Jonatan,
yes it's okay to have a mobster on your ambition front and a sickness on your decay front or whatever, even if both are inside the holding.
The rule for creating fronts is to link threats thematically (by scarcity), not necessarily in the setting (like 'inside the holding'). This is so you can have different threats in the same setting ('in the holding') hitting different themes. If the two threats are thematically-related (the Cloverfield monster and its flea monsters probably are) then they go on the same front. If they aren't thematically related (the ambitious mob boss and his hungry gang member) then they go on different fronts. The hungry gang member is on a front with a bunch of other threats that express hunger (the crew that works the primitive greenhouse, the cannibals, that rival holding out on the flats with nothing to their name, whatever).

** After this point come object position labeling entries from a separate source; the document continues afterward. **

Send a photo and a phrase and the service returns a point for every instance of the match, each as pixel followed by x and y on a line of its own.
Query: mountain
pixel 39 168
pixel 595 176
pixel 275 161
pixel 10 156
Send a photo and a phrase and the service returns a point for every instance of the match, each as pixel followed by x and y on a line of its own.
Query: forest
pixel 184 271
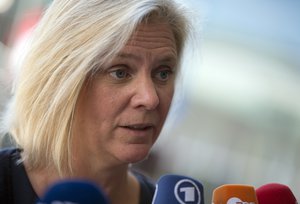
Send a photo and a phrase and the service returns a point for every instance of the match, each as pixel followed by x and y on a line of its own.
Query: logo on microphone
pixel 235 200
pixel 186 191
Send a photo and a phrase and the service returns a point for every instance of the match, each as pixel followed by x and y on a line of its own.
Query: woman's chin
pixel 135 154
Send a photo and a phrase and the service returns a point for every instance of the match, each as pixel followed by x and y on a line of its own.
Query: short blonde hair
pixel 72 40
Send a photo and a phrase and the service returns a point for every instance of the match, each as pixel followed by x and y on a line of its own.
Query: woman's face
pixel 121 111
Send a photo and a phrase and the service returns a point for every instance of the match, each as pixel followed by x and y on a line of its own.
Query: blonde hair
pixel 73 39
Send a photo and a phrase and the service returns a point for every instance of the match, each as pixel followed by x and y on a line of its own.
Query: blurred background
pixel 236 116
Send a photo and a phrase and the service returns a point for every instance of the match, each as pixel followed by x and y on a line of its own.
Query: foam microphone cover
pixel 234 194
pixel 74 192
pixel 177 189
pixel 275 193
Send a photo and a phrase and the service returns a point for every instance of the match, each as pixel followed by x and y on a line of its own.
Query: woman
pixel 92 96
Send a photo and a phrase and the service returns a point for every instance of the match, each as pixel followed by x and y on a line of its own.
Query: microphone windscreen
pixel 275 193
pixel 177 189
pixel 234 194
pixel 74 191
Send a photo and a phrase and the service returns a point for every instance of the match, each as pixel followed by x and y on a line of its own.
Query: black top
pixel 15 187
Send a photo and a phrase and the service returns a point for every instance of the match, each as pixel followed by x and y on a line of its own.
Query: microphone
pixel 74 192
pixel 275 193
pixel 177 189
pixel 234 194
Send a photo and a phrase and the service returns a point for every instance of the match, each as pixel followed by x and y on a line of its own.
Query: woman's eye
pixel 163 75
pixel 119 74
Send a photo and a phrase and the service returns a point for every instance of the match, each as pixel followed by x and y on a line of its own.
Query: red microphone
pixel 275 193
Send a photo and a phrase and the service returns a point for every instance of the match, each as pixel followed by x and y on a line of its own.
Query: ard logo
pixel 187 192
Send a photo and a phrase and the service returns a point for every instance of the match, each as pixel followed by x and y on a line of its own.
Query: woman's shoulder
pixel 15 186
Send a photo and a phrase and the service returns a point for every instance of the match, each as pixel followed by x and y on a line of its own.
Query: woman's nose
pixel 145 94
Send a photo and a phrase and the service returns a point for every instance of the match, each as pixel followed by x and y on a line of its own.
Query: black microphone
pixel 74 192
pixel 177 189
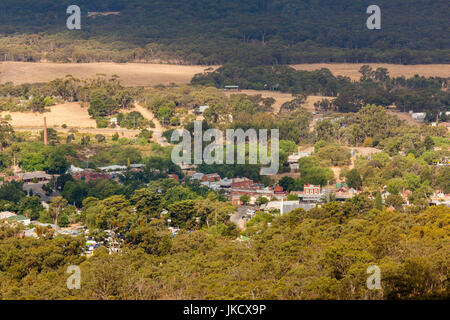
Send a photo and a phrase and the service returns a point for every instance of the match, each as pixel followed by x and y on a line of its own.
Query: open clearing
pixel 76 117
pixel 130 74
pixel 395 70
pixel 143 74
pixel 71 114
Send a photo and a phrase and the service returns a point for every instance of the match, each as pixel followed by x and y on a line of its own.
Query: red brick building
pixel 89 176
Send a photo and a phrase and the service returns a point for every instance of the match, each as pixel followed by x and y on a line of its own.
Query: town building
pixel 311 194
pixel 293 160
pixel 90 175
pixel 30 177
pixel 245 186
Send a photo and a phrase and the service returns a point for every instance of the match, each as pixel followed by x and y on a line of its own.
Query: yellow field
pixel 70 114
pixel 395 70
pixel 131 74
pixel 142 74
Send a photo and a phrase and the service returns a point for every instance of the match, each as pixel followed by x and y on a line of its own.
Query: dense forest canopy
pixel 215 32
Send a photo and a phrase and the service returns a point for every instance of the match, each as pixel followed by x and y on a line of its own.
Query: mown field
pixel 140 74
pixel 130 74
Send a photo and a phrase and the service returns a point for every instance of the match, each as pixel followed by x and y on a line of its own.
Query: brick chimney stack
pixel 45 132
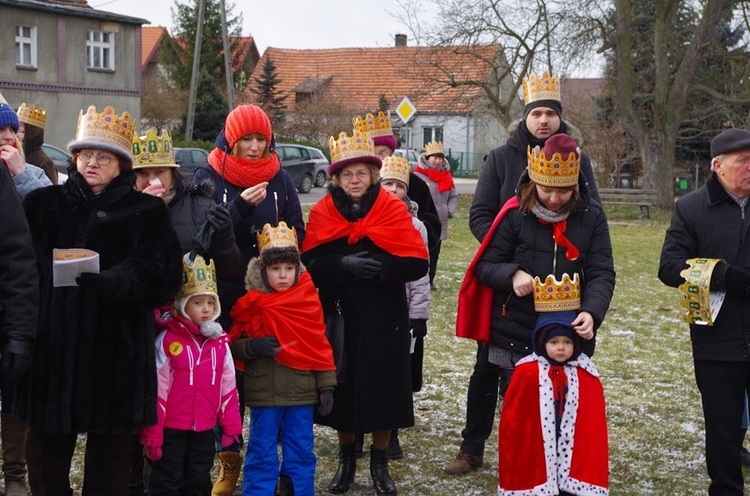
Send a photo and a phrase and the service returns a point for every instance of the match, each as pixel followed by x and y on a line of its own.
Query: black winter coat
pixel 708 223
pixel 376 394
pixel 500 175
pixel 522 242
pixel 94 367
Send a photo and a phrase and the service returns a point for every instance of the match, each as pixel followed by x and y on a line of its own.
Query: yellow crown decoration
pixel 281 236
pixel 197 277
pixel 433 147
pixel 395 168
pixel 696 291
pixel 152 150
pixel 546 87
pixel 358 145
pixel 374 126
pixel 555 172
pixel 106 126
pixel 30 114
pixel 557 296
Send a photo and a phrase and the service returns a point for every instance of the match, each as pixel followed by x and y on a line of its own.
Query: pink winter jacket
pixel 196 383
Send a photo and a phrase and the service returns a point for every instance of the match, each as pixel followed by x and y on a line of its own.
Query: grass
pixel 643 355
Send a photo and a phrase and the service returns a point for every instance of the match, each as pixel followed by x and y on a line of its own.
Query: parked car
pixel 190 159
pixel 298 162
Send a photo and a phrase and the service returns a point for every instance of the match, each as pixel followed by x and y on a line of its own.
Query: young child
pixel 279 334
pixel 436 172
pixel 196 387
pixel 553 427
pixel 394 177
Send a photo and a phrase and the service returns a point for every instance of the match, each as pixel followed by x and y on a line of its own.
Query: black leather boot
pixel 347 468
pixel 381 479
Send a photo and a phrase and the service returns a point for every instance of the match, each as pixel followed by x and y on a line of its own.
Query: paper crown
pixel 281 236
pixel 395 168
pixel 197 277
pixel 701 305
pixel 433 148
pixel 29 114
pixel 546 87
pixel 374 126
pixel 152 150
pixel 557 164
pixel 557 296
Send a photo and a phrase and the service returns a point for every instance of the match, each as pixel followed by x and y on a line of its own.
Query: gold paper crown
pixel 374 126
pixel 696 290
pixel 280 236
pixel 358 145
pixel 546 87
pixel 197 277
pixel 395 168
pixel 152 150
pixel 557 172
pixel 433 147
pixel 32 115
pixel 557 296
pixel 106 126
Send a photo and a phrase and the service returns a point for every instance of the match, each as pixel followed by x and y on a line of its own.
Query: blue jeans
pixel 262 461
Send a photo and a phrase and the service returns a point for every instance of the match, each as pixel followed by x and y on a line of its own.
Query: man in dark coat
pixel 714 222
pixel 497 183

When you make your mobster threat and create a front around him, some thematically-linked threats will come to mind that are also linked to this mobster (his lieutenant who wants to take over, or that scrappy street kid who's dying to get noticed by the boss and become a made man). When that happens -- great! Add them to the front. If nothing comes to mind and you need to fill up that front with other threats, invent some threats that also express ambition, whether they tie directly to the mob boss or not -- the DA who is running for governor and is making a show by cracking down HARD on the ghetto where the PCs live, maybe? (I know that's a little weird for AW; I'm assuming a Goodfellas-type hack of AW with mobsters and stuff). In the end, you have a front that expresses ambition seven ways to Sunday.

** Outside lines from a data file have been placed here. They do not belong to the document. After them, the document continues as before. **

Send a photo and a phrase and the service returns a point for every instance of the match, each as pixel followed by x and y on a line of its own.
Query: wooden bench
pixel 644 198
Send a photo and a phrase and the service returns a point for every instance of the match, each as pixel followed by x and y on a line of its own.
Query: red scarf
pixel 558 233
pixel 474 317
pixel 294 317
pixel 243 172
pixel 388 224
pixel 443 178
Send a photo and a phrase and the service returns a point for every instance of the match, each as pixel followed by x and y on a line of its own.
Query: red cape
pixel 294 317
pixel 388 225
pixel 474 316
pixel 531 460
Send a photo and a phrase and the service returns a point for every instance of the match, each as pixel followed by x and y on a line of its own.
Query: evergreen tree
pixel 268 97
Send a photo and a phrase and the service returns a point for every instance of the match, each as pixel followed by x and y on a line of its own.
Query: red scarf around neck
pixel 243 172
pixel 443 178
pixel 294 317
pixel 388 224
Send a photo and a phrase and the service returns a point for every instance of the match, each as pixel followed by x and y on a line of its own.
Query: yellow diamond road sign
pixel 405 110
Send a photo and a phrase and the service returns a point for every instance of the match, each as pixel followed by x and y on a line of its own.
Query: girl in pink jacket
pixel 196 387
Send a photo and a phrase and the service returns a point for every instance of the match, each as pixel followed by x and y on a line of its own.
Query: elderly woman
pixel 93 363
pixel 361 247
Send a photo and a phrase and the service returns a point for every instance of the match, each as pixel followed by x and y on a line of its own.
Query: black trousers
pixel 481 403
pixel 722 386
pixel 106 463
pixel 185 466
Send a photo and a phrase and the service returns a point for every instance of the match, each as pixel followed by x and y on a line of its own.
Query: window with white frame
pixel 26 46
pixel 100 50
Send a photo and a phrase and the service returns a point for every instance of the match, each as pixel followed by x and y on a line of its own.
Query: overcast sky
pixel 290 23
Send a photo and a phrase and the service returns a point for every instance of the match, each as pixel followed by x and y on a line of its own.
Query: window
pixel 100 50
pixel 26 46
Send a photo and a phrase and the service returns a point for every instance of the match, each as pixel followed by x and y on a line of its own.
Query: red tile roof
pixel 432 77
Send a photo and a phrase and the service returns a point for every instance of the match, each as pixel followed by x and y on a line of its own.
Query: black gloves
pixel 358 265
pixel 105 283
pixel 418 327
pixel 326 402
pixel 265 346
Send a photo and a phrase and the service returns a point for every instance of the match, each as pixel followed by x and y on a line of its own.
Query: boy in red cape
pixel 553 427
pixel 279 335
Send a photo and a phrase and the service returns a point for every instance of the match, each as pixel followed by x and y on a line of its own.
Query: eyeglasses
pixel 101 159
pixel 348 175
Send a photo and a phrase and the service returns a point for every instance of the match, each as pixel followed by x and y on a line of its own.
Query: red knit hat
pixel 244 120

Sometimes you'll have a threat and won't know exactly what front it goes on (that is, you won't know what theme it expresses right off the bat). That's fine too. Throw it on the Home Front until you figure it out.
At the end of the day, you have all your threats organized by theme (as opposed to being organized by how they relate to each other in the fiction, or organized by where they live, or organized according to a million other schemas). This should hopefully make it easier to keep the themes your game is expressing firm in your mind, which in turn will hopefully make it easier to look for ways of expressing those themes. So every time that hungry gang member comes on stage, look for some way of letting his hunger (or someone else's, whatever) shine through by word or deed, for example. No one is going to go through your fronts and complain that you don't have the mob boss and his hungry gang member on the same worksheet. It's really there as a resource to help you, not to lock you into some rigid format, right?
Make sense?
-- Christopher
PS: I guess I should point out that in addition to theme (scarcity), the threats on a given front are also linked by the fact that they impinge on the PCs' lives. The ambitious DA in my silly example above needs to impinge on the PCs' lives (like, she needs to make waves where they live or something, not Back Home On The East Coast or whatever). I'm sure you knew that though, just clarifying.
EDIT -- re-reading what you wrote, I'm positive you already get most of what I wrote. Sorry for mansplaining it to you. I'll just leave it here in case someone else finds it helpful.